Rotating Black Holes Discovered By NASA
The Untapped Regions Beyond the Event Horizon Just Got More Interesting
                
     by Jenny L. Nielsen
Image Credit: J. Bergeron/Sky & Telescope

     "Almost every kind of object in space spins," says Tod Strohmayer of NASA's Goddard Space Flight Center, from "planets and stars [to] galaxies." Yet, until very recently, some of the most massive objects in space--the ever omniprescent black holes--were considered a possible exception.
     Essentially, a black hole is a great, cosmic whirlpoorl in the fabric of space-time, typically formed by a collpased super-massive star. Anything passing beyond a black hole's event horizon is sucked into the black hole's singularity, a point of infinite density and curvature of space at the hole's center. Thanks to Dr. Tod Strohmayer, astronomers now have evidence that at least some black holes also spin--sometimes very quickly--wrapping the fabric of space-time around them as they go.
      Dr. Strohmayer made his discoveries while studying black holes using NASA's Rossi X-Ray Timing Explorer. While observing one black hole given the rather impressive label "GRO J1655-40," a microquasar* 10,000 light years from Earth, he noticed unusual patterns in its X-Ray radiation previously observed only in spinning neutron stars. According to astronomers, this type of radiation could only have been produced by incredibly hot gas dancing around the black hole in a very lively orbit--in this case, oscillating at a speed of 450 hertz (cycles per second).
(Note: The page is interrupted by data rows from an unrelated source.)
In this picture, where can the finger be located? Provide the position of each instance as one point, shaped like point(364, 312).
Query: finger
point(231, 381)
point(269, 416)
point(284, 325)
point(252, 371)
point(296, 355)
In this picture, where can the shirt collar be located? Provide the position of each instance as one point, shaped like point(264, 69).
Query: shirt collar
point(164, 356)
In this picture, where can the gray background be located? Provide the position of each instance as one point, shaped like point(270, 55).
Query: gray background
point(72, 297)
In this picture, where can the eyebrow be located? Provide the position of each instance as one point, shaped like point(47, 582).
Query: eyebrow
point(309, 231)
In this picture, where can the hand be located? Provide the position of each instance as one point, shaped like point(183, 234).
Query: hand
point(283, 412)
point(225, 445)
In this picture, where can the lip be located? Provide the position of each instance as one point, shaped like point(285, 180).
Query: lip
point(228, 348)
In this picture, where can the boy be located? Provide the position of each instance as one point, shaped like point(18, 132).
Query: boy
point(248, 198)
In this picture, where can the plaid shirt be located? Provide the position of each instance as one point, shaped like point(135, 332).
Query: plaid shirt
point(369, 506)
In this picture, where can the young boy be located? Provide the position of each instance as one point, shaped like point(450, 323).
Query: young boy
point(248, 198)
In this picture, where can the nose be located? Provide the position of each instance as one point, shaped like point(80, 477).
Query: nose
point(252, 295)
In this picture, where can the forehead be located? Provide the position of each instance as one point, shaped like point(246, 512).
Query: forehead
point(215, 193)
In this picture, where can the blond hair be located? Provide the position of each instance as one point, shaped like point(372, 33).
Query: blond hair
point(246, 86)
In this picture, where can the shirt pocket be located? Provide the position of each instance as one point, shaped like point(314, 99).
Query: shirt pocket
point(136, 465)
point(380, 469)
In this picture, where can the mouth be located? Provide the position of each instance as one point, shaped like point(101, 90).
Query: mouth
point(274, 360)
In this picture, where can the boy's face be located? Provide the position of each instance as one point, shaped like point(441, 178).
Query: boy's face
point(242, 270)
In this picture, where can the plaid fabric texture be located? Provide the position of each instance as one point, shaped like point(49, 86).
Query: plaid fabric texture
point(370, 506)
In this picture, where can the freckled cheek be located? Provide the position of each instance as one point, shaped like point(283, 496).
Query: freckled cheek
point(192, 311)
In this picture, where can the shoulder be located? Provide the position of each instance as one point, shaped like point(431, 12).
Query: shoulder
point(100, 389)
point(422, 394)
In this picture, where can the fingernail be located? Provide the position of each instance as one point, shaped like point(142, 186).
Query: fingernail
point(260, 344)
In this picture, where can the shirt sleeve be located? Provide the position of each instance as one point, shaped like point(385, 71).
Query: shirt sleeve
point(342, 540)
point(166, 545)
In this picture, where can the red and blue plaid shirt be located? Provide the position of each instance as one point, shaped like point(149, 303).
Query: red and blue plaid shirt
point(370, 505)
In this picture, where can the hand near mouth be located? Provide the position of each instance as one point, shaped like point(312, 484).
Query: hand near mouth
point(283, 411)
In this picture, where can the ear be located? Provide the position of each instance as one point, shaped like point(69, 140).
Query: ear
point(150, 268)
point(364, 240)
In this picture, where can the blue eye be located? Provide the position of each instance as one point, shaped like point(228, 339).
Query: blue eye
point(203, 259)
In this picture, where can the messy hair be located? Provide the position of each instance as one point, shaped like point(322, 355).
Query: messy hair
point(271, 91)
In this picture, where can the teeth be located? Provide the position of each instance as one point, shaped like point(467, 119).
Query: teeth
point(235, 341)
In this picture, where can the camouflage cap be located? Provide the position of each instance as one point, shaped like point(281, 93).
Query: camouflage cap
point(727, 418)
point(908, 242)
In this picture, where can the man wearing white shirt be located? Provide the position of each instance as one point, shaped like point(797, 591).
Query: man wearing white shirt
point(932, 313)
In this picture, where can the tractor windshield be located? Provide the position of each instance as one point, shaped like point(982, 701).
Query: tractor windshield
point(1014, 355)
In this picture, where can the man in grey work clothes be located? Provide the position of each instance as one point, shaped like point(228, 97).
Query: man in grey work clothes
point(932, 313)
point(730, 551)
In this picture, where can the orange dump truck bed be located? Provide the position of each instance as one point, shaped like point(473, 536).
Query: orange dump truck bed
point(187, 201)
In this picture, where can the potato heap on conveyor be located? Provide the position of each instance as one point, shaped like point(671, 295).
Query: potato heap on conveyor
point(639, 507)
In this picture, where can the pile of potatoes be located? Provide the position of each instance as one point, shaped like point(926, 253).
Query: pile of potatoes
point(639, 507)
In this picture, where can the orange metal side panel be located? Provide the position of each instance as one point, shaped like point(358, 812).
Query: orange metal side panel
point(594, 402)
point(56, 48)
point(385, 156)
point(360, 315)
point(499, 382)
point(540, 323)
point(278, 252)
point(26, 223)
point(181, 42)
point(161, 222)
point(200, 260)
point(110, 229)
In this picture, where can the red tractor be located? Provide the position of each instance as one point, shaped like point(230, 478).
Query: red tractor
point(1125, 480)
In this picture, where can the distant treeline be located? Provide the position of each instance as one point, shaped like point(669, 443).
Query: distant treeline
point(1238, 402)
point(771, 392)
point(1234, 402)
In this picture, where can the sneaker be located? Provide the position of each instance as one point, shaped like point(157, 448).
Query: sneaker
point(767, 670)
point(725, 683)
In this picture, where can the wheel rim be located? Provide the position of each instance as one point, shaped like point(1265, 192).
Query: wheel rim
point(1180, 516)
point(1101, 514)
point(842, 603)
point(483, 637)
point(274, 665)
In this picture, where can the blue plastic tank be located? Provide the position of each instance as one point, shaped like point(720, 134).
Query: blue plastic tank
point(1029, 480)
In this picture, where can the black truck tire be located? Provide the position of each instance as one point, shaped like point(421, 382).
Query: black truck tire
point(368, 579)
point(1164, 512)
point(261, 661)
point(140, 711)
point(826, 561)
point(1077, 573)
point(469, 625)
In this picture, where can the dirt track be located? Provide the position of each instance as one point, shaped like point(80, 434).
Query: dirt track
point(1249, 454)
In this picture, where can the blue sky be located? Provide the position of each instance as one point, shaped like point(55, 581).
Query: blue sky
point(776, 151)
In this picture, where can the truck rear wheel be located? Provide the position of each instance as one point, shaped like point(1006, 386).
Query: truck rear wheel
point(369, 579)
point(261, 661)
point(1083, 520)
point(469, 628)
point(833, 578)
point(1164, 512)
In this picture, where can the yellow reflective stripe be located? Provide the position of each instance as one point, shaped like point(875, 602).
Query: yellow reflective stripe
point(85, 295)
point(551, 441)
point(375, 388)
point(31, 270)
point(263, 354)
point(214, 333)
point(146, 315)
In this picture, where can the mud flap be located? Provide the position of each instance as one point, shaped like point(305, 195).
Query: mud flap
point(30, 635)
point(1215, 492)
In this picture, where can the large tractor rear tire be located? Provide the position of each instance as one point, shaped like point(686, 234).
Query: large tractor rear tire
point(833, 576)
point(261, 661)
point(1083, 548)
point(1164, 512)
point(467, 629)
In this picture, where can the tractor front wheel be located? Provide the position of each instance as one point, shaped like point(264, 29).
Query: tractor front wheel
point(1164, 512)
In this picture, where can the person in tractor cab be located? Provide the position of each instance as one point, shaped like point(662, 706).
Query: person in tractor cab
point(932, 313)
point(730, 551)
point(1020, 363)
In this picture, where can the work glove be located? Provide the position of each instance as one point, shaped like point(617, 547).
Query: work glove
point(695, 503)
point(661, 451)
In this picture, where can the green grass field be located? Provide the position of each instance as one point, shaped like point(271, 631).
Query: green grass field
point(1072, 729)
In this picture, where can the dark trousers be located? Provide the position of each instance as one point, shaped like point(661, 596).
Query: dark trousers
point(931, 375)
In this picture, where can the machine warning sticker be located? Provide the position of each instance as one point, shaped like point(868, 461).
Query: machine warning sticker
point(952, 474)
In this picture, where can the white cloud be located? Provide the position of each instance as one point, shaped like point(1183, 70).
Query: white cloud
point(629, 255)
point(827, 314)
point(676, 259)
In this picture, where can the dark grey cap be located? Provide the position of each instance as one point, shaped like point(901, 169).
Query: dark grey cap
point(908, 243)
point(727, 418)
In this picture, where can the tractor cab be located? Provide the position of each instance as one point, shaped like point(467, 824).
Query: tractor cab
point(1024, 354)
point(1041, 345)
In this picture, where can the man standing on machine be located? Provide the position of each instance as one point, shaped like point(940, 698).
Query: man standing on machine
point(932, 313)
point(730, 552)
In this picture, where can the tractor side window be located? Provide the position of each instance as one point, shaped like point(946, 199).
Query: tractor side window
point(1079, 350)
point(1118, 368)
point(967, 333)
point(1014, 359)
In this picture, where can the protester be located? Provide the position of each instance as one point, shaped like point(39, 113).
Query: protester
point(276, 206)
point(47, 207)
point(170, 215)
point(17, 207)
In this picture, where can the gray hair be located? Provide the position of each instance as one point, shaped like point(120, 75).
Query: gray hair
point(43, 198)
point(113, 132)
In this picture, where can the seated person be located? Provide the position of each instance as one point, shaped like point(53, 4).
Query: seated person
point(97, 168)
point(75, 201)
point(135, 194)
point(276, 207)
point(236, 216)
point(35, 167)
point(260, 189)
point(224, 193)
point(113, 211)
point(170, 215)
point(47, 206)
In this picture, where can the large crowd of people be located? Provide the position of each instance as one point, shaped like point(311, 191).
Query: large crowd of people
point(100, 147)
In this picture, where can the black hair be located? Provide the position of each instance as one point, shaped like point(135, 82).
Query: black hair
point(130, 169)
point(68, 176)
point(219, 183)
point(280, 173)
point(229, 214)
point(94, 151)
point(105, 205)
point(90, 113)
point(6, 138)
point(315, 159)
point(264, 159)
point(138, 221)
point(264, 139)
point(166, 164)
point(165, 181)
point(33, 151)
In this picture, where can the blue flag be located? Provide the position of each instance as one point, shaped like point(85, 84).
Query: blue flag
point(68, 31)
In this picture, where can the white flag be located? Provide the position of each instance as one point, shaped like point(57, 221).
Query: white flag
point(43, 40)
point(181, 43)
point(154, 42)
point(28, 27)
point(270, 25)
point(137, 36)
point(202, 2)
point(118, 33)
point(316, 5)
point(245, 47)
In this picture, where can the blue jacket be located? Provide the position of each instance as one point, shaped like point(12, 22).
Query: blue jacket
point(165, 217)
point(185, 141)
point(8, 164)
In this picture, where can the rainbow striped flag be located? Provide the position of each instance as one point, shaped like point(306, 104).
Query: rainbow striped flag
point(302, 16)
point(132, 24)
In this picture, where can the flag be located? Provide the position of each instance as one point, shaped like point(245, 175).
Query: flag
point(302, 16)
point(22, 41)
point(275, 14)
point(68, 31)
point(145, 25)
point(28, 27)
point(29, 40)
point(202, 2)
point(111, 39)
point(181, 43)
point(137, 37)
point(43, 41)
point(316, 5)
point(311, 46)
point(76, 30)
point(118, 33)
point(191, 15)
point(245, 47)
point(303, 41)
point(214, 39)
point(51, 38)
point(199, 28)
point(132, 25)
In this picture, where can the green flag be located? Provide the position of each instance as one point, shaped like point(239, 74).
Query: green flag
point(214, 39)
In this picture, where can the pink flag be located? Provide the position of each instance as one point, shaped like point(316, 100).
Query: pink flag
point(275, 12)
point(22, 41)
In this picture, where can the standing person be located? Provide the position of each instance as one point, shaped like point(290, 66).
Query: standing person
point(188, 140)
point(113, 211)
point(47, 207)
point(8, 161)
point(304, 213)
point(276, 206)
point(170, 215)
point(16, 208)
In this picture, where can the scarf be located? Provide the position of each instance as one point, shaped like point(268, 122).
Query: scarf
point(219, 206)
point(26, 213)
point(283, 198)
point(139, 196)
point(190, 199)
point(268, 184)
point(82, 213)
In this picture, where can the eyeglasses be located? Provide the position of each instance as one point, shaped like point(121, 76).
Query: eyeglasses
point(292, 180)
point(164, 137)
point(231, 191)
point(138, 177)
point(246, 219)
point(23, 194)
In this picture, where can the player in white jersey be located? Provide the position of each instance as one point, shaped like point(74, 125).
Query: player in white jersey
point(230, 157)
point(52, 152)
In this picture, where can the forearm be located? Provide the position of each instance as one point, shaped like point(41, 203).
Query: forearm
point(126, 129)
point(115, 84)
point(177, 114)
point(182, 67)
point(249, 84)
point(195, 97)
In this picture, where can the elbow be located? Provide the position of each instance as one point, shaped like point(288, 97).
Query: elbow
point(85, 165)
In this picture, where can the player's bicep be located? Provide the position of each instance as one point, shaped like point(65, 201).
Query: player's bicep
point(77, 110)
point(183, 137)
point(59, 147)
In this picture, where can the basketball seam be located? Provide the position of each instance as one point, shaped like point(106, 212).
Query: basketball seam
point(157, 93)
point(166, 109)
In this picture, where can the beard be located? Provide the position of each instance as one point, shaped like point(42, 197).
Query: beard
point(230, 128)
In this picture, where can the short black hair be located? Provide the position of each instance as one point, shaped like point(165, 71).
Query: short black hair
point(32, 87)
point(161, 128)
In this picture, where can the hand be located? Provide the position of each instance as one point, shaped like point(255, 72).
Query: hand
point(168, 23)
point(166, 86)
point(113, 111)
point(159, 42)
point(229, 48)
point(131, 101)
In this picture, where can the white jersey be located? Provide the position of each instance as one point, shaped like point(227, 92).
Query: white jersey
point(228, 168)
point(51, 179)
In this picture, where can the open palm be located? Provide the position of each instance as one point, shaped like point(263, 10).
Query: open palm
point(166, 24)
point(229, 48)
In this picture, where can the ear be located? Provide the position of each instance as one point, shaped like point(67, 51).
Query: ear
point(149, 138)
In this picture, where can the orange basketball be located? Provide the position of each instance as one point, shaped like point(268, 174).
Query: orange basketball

As Stroymayer himself puts it, "the only way for it [GRO J1655-40] to produce [these] oscillations is if it is spinning."
     What is the significance of this new spin factor? Just ask astrophysicist and popular science writer, John Gribbin. Dr. Gribbin, who had anticipated the discovery of rotating (or "Kerr") black holes long ago, wrote about their many tantalizing possibilities in his book
Unveiling The Edge of Time. As he explains in Chapter 6 of this book, a rotating black hole has "a peculiarity all of its own--the singularity in its center is not a point [as in the traditionally static, non-rotating black hole models], but a ring." Point-like singularities are highly dangerous; anything passing through them would undoubtedly be "spaghettified"--astrophysicist jargon for strung out through space-time like an infinitely long piece of spaghetti. On the other hand, in the case of rotating black holes, "a daring space traveler may even dive [through the ring singularity] and live to tell the tale" (see Unveling the Edge of Time, page 160). At least in the realm of theory, rotating black holes may actually be traversible.
     If you make it a habit of hanging out with theoretical astrophysicists in your free time--or at least if you're a great fan of science fiction--you would know that this opens up infinite horizons of possibility. No one knows what's on the other side of black holes, but modern theories imply that they may bridge different areas of our universe, or even--as Stephen Hawking postulates--different universes. As John Gribbin puts it, if you had a spinning black hole at your finger-tips, "in principle it would be possible for you to travel from where you are sitting now to any place in the Universe and any time past, present, or future that you wish, if only you could find the right route to follow."
     Unfortunately, the only known rotating black hole being approximately 10,000 light years from Earth, the current prospects for this sort of intergalactic time travel is very low .One cannot help wondering, however, if someday, scientists may have sufficient technology to actually create one of these cosmic whirlpools for themselves. It actually is not outside the realm of possibility; many valid papers in the scientific community, most notably those by Dr. Kip S. Thorne, have postulated that--for a significantly advanced civilization--artificial black holes could be made and put to use.
     Yes, indeed--the unsailed seas beyond the event horizon have just gotten much more interesting.

©2002 Jennifer L. Nielsen
All Rights Reserved

*A microquasar is a specific type of black hole with jets of high-speed particles shooting perpendicularly from the plane of matter that orbits it.